Cuando desapareció el cuadro hubo consternación generalizada. ¿Cómo pudo desaparecer un lienzo tan gigantesco? ¿Dónde lo habrían escondido los ladrones? La eficaz policía alemana halló un lienzo que respondía a la descripción ofrecida por la Neue National Galerie. Lo habían revestido de papel de estraza , forrado con carteles publicitarios de una marca de desodorantes y colocado en la boca del metro. Los portadores se hicieron pasar por empleados de la empresa concesionaria de servicios publicitarios. Según relató el jefe de estación a la prensa local, incluso los monos de trabajo eran los de esa empresa, por lo que el guardia de seguridad no sospechó ninguna anormalidad.
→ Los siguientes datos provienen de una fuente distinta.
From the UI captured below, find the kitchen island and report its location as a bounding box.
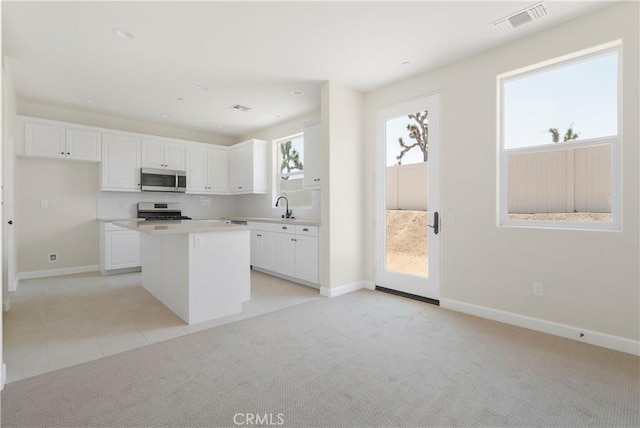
[114,220,251,324]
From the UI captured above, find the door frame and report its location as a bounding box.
[373,91,442,300]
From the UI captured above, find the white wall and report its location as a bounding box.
[235,113,320,220]
[1,58,17,304]
[320,82,367,295]
[362,2,640,341]
[14,157,99,272]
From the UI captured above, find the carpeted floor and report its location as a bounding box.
[1,290,640,427]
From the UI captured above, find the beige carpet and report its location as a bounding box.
[1,290,640,427]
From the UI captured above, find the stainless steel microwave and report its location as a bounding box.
[140,168,187,192]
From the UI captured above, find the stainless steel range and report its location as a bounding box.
[138,202,191,221]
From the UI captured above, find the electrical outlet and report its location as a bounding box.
[533,282,544,296]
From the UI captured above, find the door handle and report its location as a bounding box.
[427,211,440,235]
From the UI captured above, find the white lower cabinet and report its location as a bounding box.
[249,222,320,288]
[99,222,141,275]
[251,229,276,271]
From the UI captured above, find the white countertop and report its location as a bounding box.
[113,220,251,234]
[225,217,320,226]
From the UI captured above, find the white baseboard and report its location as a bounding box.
[440,299,640,356]
[0,363,7,391]
[320,281,376,297]
[16,265,100,289]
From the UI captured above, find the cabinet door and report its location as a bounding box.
[295,235,319,284]
[229,145,253,193]
[105,231,140,270]
[164,142,188,171]
[275,229,296,277]
[251,230,263,268]
[141,138,166,168]
[24,123,66,159]
[207,148,229,193]
[100,133,140,192]
[186,145,209,193]
[66,128,102,162]
[262,231,278,272]
[303,124,320,189]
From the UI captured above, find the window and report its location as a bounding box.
[498,42,621,229]
[274,134,311,208]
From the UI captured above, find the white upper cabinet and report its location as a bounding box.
[302,121,322,189]
[187,144,209,193]
[207,147,229,193]
[187,144,229,194]
[66,128,102,162]
[142,138,186,171]
[229,140,269,193]
[24,123,66,158]
[100,133,140,192]
[24,122,101,162]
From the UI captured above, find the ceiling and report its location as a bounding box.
[2,1,611,136]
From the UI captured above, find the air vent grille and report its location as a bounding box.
[491,2,549,31]
[229,104,251,111]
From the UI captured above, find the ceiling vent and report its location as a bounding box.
[229,104,251,112]
[491,2,549,31]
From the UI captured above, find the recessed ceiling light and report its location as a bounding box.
[113,28,136,40]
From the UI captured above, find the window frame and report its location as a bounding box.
[496,40,623,231]
[272,132,312,209]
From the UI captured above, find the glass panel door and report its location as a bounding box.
[376,95,440,299]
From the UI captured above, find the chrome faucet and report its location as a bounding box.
[276,196,293,218]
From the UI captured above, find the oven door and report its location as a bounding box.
[140,168,187,192]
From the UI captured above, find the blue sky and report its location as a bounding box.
[504,52,618,148]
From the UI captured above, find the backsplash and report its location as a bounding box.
[96,192,236,220]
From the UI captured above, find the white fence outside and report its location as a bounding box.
[387,162,429,211]
[507,145,612,213]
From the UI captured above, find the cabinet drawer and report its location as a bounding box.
[275,223,296,234]
[296,225,318,236]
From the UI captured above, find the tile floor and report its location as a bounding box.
[3,271,320,382]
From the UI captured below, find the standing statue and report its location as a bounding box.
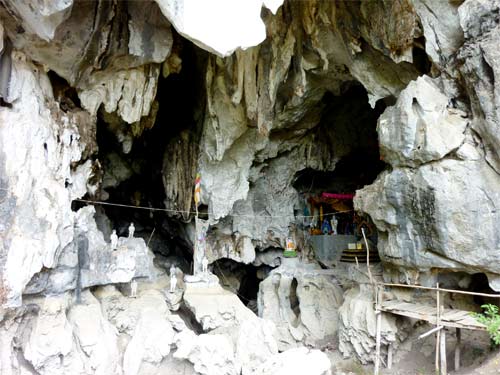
[110,229,118,250]
[130,279,137,298]
[170,272,177,293]
[201,256,208,275]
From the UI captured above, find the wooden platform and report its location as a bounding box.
[380,300,486,331]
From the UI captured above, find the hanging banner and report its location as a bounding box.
[194,173,201,207]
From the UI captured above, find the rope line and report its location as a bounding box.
[74,199,354,219]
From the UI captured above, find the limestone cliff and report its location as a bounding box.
[0,0,500,375]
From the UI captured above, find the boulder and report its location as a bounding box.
[184,282,256,331]
[339,284,397,364]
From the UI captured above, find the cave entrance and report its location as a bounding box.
[74,35,207,272]
[289,277,300,326]
[293,84,391,266]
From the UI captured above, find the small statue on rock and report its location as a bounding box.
[330,215,339,234]
[170,272,177,293]
[201,256,208,275]
[130,279,137,298]
[110,229,118,250]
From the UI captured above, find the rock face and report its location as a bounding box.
[0,0,500,375]
[338,285,398,363]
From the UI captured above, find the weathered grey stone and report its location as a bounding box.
[339,284,398,363]
[155,0,283,56]
[377,76,468,167]
[258,258,342,350]
[252,348,332,375]
[355,159,500,288]
[0,53,91,305]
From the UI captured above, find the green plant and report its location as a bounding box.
[473,303,500,346]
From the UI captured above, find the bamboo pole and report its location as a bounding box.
[417,326,443,340]
[434,283,441,375]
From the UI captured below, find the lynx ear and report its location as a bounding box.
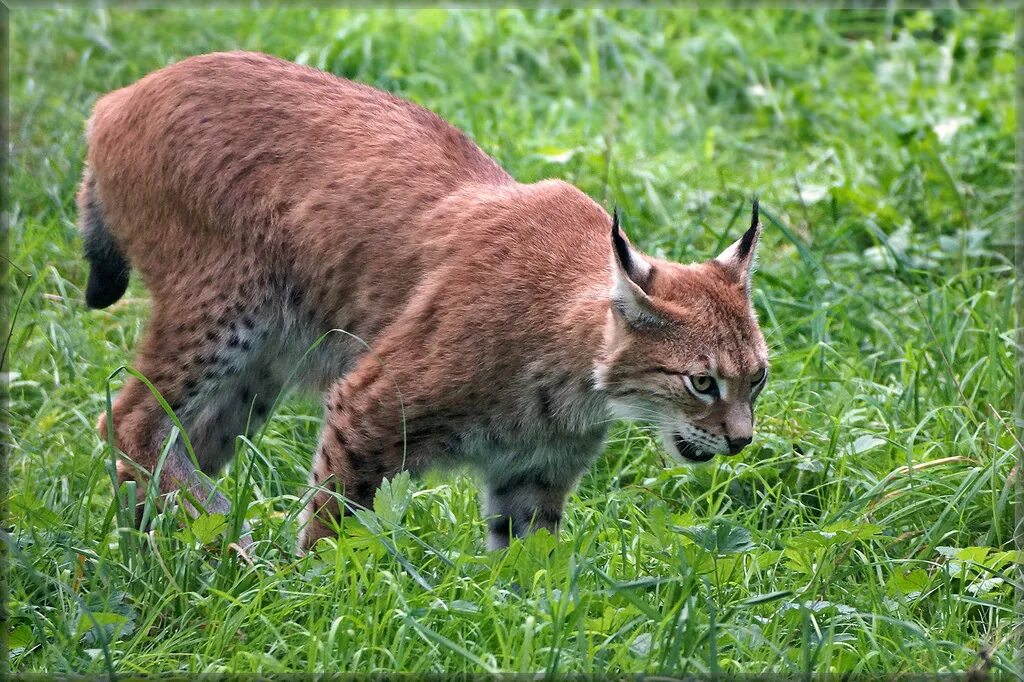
[611,209,662,327]
[715,198,761,292]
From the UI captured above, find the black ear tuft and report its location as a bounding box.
[611,206,633,272]
[736,197,761,260]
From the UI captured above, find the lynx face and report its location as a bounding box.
[596,203,768,462]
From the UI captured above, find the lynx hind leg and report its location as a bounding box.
[299,346,443,553]
[483,473,571,550]
[97,306,282,536]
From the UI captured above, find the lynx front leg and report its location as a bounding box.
[483,474,571,550]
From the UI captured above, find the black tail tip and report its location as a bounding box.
[85,263,128,308]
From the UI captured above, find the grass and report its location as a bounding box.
[5,8,1024,679]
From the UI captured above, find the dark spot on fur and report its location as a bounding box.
[355,478,377,502]
[537,386,554,422]
[495,476,529,498]
[487,516,513,538]
[538,509,562,525]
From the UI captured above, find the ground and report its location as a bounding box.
[4,9,1024,678]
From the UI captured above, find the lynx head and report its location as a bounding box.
[596,201,768,462]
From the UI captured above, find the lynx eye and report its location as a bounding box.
[689,374,718,395]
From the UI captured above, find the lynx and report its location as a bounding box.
[78,52,768,551]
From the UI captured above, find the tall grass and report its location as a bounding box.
[5,8,1024,679]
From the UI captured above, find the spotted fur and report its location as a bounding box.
[79,52,767,548]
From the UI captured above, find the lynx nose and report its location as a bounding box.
[725,436,753,455]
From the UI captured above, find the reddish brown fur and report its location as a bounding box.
[80,52,767,547]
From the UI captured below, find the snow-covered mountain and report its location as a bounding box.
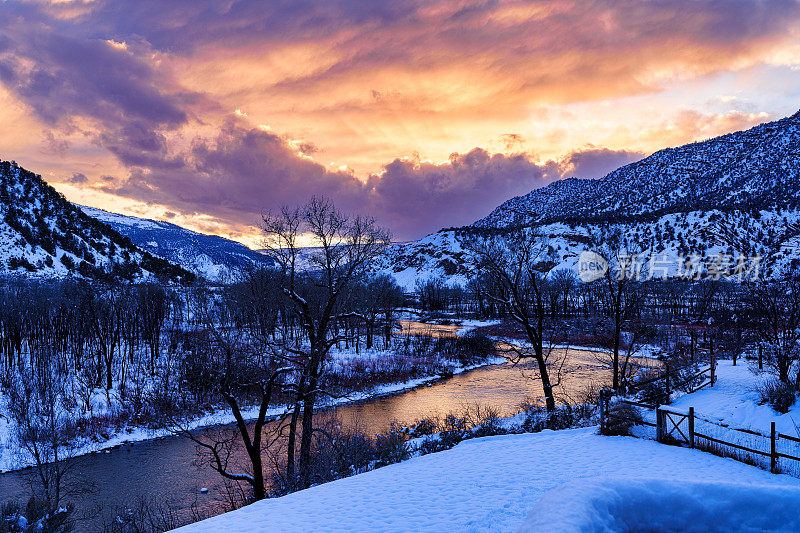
[0,161,194,281]
[376,109,800,289]
[81,207,272,282]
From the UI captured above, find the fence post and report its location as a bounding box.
[656,406,664,442]
[597,390,606,435]
[769,420,778,474]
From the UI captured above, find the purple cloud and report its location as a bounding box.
[102,117,639,239]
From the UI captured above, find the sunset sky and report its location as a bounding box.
[0,0,800,246]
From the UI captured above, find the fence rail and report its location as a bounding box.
[601,398,800,477]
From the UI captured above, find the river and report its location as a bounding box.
[0,336,636,531]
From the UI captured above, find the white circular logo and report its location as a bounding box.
[577,250,608,283]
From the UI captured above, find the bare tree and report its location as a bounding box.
[263,198,389,488]
[745,278,800,386]
[168,286,293,500]
[593,232,646,390]
[467,230,563,411]
[3,348,85,511]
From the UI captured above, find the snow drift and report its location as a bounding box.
[520,478,800,533]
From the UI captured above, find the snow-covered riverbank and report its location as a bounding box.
[0,357,506,473]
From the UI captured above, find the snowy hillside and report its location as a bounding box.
[475,112,800,228]
[0,161,192,280]
[81,207,272,282]
[376,109,800,290]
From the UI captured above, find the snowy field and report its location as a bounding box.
[179,428,800,533]
[670,359,800,436]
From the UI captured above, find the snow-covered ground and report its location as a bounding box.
[0,320,506,473]
[670,359,800,436]
[179,428,800,533]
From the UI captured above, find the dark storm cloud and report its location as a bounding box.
[103,117,632,239]
[560,148,647,178]
[0,0,799,238]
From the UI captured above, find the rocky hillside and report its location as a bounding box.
[475,112,800,228]
[0,161,194,281]
[376,109,800,289]
[81,207,273,282]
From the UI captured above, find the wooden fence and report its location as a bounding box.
[601,399,800,477]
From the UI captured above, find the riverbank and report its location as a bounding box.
[0,357,507,473]
[178,427,800,533]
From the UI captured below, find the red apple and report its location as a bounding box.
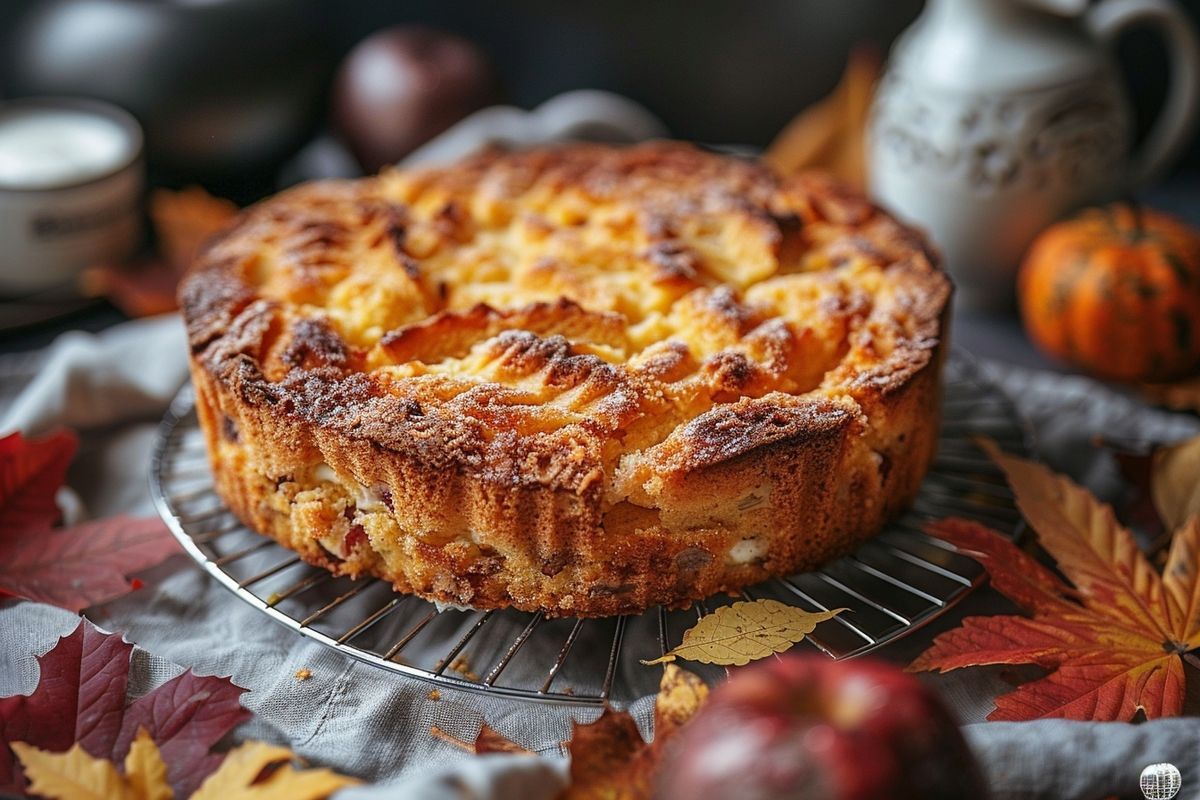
[334,28,497,172]
[656,654,988,800]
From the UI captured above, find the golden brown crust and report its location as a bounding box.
[181,143,950,615]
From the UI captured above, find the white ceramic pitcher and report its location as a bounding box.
[869,0,1200,307]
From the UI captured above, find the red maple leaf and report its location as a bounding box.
[910,443,1200,721]
[0,429,79,539]
[0,620,250,798]
[0,431,179,612]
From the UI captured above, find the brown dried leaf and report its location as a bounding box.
[563,664,708,800]
[1150,437,1200,530]
[150,186,238,273]
[430,722,533,756]
[191,741,361,800]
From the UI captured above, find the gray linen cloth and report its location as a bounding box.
[7,315,1200,800]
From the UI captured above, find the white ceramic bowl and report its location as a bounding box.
[0,97,145,297]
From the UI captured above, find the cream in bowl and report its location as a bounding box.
[0,98,144,296]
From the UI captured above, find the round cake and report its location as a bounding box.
[180,143,950,616]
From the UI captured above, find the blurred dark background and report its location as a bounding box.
[0,0,1200,199]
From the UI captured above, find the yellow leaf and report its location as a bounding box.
[1163,517,1200,650]
[979,439,1174,642]
[125,727,175,800]
[191,741,359,800]
[1150,437,1200,530]
[12,741,137,800]
[642,600,846,667]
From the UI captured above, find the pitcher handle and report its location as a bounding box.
[1085,0,1200,188]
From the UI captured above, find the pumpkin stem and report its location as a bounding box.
[1124,194,1146,241]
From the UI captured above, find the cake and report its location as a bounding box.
[180,143,950,616]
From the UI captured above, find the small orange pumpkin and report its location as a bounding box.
[1016,204,1200,381]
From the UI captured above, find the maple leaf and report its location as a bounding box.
[910,443,1200,720]
[12,730,174,800]
[0,428,79,540]
[562,663,708,800]
[0,515,180,612]
[0,429,179,612]
[0,620,250,796]
[642,600,846,667]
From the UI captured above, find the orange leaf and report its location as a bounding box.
[0,428,79,537]
[988,652,1183,721]
[980,440,1171,640]
[1163,517,1200,650]
[910,443,1200,720]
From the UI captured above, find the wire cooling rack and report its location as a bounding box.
[150,354,1027,706]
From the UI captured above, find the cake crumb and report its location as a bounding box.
[450,655,479,682]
Bajo la supervisión del conservador de la Neue National Galerie y ante mi presencia, requerida por el director de la galería, números de la policía destaparon con esmero el lienzo. Retiraron uno a uno los pliegos de papel que lo envolvían como se exfolia una cebolla. Al finalizar el proceso apareció reluciente el cuadro de Newman . No parecía haberse deteriorado pero, siguiendo con la mirada el camino de las esquinas, descubrimos con asombro que la firma de Barnett Newman había desaparecido. Indudablemente el cuadro era de Newman –y así lo corroboraron los estudios posteriores- pero viendo el lienzo, por primera vez, de frente, en su primitiva desnudez, desnudo de Newman, me sentí poderoso y mis ojos se enjugaron de lágrimas. Yo era por fin quien vestía el lienzo y yo lo alimentaba. Y el mismo Newman no era más que mi invención; una invención discreta como la vida que lo había creado.